Demand for gold declined 7 percent in Q1 2018 while gold supply increased. But the price did not fall. What does it all mean for the gold market?
Gold Demand Dwindles in Q1 2018
We are always ahead of other analysts. Last week, the World Gold Council released a new edition of its quarterly report on gold demand. At the same time, we published a summary of the developments in the gold market in the first four months of 2018. But let's analyze the WGC report.
The crucial finding is that gold demand plunged 12 percent from 1,105.9 tons in the preceding quarter to 973.5 tons in the first quarter of 2018. Compared to Q1 2017, the demand for gold dropped 7 percent, the lowest Q1 since 2008, as one can see in the chart below.
Chart 1: Gold demand over the last ten years (source: WGC).
The decline was mainly caused by a fall in investment demand. Indeed, ETF inflows of 32.4 tons were down 66 percent from Q1 2017. It shouldn't be surprising given that Q1 2018 was a period of relatively stable gold prices and rising interest rates, while the beginning of 2017 was a time when negative German yields reached a record low.
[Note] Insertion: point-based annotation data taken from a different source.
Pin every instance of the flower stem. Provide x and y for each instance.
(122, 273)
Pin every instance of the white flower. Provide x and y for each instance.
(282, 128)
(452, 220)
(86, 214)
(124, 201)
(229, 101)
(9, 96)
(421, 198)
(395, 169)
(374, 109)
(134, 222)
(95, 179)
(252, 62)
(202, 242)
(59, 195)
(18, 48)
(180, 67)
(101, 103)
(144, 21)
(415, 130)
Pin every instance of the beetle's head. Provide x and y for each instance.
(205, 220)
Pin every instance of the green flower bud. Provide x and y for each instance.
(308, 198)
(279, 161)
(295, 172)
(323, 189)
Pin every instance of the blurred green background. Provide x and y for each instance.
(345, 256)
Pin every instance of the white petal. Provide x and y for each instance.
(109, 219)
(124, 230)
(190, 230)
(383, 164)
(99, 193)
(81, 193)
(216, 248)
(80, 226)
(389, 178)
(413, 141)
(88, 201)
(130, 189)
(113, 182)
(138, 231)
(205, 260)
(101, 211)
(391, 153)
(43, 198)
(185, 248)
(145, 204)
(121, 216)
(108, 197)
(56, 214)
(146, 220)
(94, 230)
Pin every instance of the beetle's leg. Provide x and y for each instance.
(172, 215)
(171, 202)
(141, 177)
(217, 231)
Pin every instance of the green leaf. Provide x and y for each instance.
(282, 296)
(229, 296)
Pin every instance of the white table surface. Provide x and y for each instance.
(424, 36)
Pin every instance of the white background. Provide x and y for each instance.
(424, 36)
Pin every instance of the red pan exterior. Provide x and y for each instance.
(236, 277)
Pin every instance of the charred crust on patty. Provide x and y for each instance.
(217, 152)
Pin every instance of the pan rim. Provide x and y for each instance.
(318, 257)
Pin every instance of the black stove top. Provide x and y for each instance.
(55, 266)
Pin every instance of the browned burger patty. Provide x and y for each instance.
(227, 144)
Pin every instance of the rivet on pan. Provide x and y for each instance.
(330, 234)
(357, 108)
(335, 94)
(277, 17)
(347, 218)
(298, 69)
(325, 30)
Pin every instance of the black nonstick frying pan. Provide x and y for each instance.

However, the inflows into gold ETFs gathered some pace compared with the second half of 2017 (13.2 tons in Q3 and 28.9 tons in Q4). It indicates that the geopolitical concerns and the sudden return of volatility to global financial markets encouraged U.S. investors to seek refuge in gold. But investors should be aware that the recent tensions between U.S. and Iran failed to boost the price of gold.
WCG's Flawed Analysis
You can learn some interesting things from the WGC report. There is no doubt about it. You can find out that global jewelry demand was roughly flat, central bank demand surged 42 percent year-over-year, and technology demand continued to improve (thanks to the increased use of gold in electronics). Fair enough. But the whole analysis is fundamentally flawed. Why? Well, the fatal error is that the WGC treats gold as commodity. It meticulously calculates the quarterly demand and supply, to determine the “balance” and to predict the future price movements.